Monday, November 12, 2012

Obama takes aim at religious liberty

From: WashingtonExaminer.com

As an old saw has it, "your right to swing your fist ends at the tip of my nose." The Obama administration says your right to live as a Christian ends if you go into business.

Democrats are crowing about a second Obama term, and the Left's culture-war troops are emboldened by their trouncing of social conservatives. Religious conservatives need to plant their spears and brace for the coming federal assault on religious liberty.

The Obama administration this month, in defending its health plan's contraception mandate, articulated a narrow view of the First Amendment's religious liberty protections.

Obamacare requires employers to pay for contraception and sterilization coverage. This includes coverage of "morning-after" contraceptives, whose makers admit the drugs can kill a fertilized egg by preventing or "affect[ing]" implantation.
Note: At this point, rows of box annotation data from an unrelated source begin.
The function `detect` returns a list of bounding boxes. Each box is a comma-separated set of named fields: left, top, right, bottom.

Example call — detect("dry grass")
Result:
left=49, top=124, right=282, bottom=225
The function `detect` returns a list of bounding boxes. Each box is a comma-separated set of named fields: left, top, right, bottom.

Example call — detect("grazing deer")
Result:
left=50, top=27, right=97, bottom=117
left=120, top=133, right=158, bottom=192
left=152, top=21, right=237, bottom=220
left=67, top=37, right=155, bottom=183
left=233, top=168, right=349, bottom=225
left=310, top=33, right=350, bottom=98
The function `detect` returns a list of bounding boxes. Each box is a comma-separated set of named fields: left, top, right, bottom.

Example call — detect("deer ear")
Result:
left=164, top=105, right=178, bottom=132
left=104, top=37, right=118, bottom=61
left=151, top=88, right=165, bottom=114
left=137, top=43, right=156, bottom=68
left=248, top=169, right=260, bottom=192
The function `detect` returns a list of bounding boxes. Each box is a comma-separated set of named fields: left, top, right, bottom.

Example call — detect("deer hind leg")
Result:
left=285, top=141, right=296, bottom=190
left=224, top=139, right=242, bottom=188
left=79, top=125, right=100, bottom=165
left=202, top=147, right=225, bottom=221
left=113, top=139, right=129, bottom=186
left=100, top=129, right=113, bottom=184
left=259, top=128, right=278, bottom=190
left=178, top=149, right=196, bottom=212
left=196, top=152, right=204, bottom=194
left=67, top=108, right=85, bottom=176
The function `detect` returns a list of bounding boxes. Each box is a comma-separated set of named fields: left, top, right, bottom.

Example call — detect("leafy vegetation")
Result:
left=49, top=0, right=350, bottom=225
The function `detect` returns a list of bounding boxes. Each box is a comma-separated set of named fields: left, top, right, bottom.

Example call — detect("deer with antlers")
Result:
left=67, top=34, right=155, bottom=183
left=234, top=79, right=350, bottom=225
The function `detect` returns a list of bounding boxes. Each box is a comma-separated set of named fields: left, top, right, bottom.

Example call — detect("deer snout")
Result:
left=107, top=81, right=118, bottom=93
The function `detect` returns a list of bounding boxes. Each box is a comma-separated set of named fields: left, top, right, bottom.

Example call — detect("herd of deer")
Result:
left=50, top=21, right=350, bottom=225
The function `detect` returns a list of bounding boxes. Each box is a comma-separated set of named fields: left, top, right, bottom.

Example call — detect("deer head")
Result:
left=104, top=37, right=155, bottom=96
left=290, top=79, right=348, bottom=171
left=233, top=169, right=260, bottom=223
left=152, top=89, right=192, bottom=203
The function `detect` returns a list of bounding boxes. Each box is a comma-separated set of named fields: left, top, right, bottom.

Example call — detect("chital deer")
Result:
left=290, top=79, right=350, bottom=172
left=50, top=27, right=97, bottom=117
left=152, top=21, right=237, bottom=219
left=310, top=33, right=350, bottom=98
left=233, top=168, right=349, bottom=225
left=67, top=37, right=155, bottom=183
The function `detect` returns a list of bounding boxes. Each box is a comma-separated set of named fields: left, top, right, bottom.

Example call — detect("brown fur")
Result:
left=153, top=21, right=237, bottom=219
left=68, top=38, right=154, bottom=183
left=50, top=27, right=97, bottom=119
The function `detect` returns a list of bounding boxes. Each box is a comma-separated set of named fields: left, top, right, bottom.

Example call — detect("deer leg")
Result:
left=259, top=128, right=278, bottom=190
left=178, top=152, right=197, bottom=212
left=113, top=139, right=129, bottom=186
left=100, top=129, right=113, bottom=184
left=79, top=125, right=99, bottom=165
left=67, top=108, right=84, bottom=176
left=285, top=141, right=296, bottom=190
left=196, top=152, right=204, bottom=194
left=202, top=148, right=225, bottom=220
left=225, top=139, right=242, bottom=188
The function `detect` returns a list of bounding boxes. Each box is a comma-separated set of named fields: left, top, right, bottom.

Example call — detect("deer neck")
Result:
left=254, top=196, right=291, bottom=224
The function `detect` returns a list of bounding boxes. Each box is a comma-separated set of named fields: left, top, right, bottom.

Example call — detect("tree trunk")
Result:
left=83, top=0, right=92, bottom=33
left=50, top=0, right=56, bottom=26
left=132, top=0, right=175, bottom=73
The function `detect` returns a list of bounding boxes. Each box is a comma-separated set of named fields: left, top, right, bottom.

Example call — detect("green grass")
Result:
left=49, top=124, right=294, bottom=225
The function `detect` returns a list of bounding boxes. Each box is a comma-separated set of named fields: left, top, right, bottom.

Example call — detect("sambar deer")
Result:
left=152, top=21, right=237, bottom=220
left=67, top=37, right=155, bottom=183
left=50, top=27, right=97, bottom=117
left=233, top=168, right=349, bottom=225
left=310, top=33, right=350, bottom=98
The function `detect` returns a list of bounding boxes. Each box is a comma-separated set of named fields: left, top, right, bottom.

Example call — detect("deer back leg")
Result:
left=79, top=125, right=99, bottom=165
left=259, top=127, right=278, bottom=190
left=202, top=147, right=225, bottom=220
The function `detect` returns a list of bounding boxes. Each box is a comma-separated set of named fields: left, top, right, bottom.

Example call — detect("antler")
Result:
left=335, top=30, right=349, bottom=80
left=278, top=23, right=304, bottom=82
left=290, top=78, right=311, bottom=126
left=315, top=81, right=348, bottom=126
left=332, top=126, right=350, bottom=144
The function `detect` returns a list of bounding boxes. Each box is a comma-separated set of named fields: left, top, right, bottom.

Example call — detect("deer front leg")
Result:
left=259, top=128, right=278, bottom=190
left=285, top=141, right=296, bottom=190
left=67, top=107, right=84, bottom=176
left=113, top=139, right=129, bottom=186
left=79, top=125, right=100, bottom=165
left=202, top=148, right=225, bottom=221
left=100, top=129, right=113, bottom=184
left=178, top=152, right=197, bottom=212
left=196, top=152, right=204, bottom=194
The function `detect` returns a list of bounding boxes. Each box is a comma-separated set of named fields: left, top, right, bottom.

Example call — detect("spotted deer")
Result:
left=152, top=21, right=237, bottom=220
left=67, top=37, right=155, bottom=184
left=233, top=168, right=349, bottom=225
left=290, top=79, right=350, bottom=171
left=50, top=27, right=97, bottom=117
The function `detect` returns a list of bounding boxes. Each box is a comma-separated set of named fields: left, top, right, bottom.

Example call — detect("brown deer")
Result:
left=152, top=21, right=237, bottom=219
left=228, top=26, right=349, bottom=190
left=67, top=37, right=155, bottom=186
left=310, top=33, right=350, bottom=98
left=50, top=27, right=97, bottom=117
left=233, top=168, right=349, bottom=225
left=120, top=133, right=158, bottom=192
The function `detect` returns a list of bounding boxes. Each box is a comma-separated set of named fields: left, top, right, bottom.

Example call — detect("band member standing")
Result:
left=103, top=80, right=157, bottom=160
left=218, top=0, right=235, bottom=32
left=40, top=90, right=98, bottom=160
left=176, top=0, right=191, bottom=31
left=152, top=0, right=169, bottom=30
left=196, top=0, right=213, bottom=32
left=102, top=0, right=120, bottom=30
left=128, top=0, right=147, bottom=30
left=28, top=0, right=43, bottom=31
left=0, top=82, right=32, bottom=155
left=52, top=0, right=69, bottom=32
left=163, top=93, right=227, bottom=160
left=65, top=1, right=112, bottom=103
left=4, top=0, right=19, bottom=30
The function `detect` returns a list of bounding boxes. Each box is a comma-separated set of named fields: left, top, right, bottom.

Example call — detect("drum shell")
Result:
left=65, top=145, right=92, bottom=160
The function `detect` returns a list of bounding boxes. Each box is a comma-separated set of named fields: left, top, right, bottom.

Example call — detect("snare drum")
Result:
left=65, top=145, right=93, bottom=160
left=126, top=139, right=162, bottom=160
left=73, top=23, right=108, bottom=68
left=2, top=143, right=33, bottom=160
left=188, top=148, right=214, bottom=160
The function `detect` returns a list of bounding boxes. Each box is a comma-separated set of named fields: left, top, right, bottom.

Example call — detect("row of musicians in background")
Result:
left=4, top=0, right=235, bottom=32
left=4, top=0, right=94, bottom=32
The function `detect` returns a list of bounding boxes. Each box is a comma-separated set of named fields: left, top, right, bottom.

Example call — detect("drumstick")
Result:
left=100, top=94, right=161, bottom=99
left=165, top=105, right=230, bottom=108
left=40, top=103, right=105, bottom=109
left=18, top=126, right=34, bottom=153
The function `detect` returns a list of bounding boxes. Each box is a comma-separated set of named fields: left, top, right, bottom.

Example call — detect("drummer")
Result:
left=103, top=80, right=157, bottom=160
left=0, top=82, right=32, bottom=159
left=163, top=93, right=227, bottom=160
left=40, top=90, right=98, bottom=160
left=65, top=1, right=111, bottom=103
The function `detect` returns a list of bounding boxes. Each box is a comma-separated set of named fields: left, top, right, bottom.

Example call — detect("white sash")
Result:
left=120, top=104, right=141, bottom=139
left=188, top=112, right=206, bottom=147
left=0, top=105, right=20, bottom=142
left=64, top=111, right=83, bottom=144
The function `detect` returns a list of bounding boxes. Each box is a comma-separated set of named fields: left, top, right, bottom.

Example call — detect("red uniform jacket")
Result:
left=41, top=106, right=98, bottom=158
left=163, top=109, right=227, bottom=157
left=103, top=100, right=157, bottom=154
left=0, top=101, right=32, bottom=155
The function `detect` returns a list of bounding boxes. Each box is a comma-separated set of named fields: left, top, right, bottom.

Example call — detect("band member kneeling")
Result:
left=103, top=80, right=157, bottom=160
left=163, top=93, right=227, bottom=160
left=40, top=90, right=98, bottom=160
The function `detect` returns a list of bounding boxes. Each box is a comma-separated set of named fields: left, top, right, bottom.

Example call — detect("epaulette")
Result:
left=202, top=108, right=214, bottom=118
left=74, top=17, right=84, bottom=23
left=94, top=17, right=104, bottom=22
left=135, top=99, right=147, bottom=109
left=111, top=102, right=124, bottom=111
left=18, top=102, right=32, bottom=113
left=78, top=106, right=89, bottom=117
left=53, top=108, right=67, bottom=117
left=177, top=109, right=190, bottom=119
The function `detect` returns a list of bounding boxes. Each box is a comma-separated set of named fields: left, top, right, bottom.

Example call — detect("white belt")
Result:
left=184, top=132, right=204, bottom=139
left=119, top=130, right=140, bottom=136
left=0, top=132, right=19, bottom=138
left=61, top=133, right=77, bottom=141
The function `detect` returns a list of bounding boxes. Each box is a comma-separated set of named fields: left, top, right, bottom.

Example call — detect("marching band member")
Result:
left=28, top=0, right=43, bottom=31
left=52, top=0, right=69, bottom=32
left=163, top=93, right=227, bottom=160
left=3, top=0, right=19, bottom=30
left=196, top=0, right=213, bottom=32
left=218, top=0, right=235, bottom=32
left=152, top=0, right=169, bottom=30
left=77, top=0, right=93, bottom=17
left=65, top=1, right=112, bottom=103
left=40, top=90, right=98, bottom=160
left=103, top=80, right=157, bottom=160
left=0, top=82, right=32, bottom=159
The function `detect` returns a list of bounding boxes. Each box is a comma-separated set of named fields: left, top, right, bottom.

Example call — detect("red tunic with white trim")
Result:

Many Christians oppose Obama's mandate on the grounds that morning-after pills function as abortifacients. Catholic teaching also holds that contraception undermines marriage and the family by stripping sex of its natural life-giving and love-giving properties.

The Catholic Church lobbied for an exemption. The administration exempted only houses of worship, but not the institutions run by the church. So, St. John the Evangelist parish in Silver Spring doesn't have to buy contraception insurance for its employees, but what about Holy Cross Hospital down the road? It will get huge fines if its health plan even requires a $5 co-pay for the Pill.

Other religious institutions, such as Catholic colleges Belmont Abbey and Notre Dame, along with evangelical Wheaton College, have sued, arguing that they should not be forced to violate their consciences.

But why should only religious institutions be allowed to exercise their consciences? The First Amendment states that "Congress shall make no law ... prohibiting the free exercise" of religion. 

Should government be allowed to force ordinary people to violate the moral laws to which they subscribe?

David Green says no. Green and his family own Hobby Lobby, a chain of arts-and-crafts stores. They sued the administration on the grounds the contraception mandate prohibited their free exercise of Christianity by forcing them to pay for abortifacient morning-after pills.

The Greens weren't arguing that morning-after pills should be illegal. They weren't even trying to keep their employees from using them. They just didn't want to implicate themselves in what they saw as immoral activity.

The administration responded with an unsettling argument: The Greens aren't protected by the First Amendment's "free exercise" clause in this case because they operate a secular business. "Hobby Lobby is a for-profit, secular employer," the Obama administration wrote in a brief, "and a secular entity by definition does not exercise religion."

Part of the administration's argument is that the mandate controls the corporation's actions but it does not apply to individual owners.

So, people have First Amendment protections as long as they don't start businesses. If they do, and if they operate their businesses according with their own consciences, they "become laws unto themselves," as the Obama administration puts it.

So this is who the Left has in mind when it says conservatives are trying to legislate morality: people who dare to follow their moral and religious beliefs, as opposed to a code devised by bureaucrats regulating a secular state.

If people want to adhere to their faith, they best stay quiet about it. The liberal commentariat made that clear this past election season.

"I'm tired of religious groups operating secular enterprises (hospitals, schools)," writer Kevin Drum fumed in the liberal Mother Jones, "hiring people of multiple faiths, serving the general public, taking taxpayer dollars -- and then claiming that deeply held religious beliefs should exempt them from public policy."

Washington Post religion writer Lisa Miller probably made it clearest with her op-ed blasting the "smug fecundity" of Mitt Romney, Ron Paul and Rick Santorum. You see, they have too many kids. 

She sneered at their "family photos, with members of their respective broods spilling out to the margins."

This is the culture war today -- Christians offend secular liberals by not abiding by the Left's social mores. In effect, they "impose" their morality if they dare exercise their religion in public. Christians are intolerable rebels if they try to operate institutions outside of government.

This is why a re-elected Obama is daunting. Conservative theologian George Weigel warned that the Obama administration "will, unfettered by reelection concerns, accelerate its efforts to bring free voluntary associations to heel as de facto extensions of the state."

In the case of Green and Hobby Lobby, the Obama administration showed its narrow view of the freedom of religion. Where else will this view lead the administration?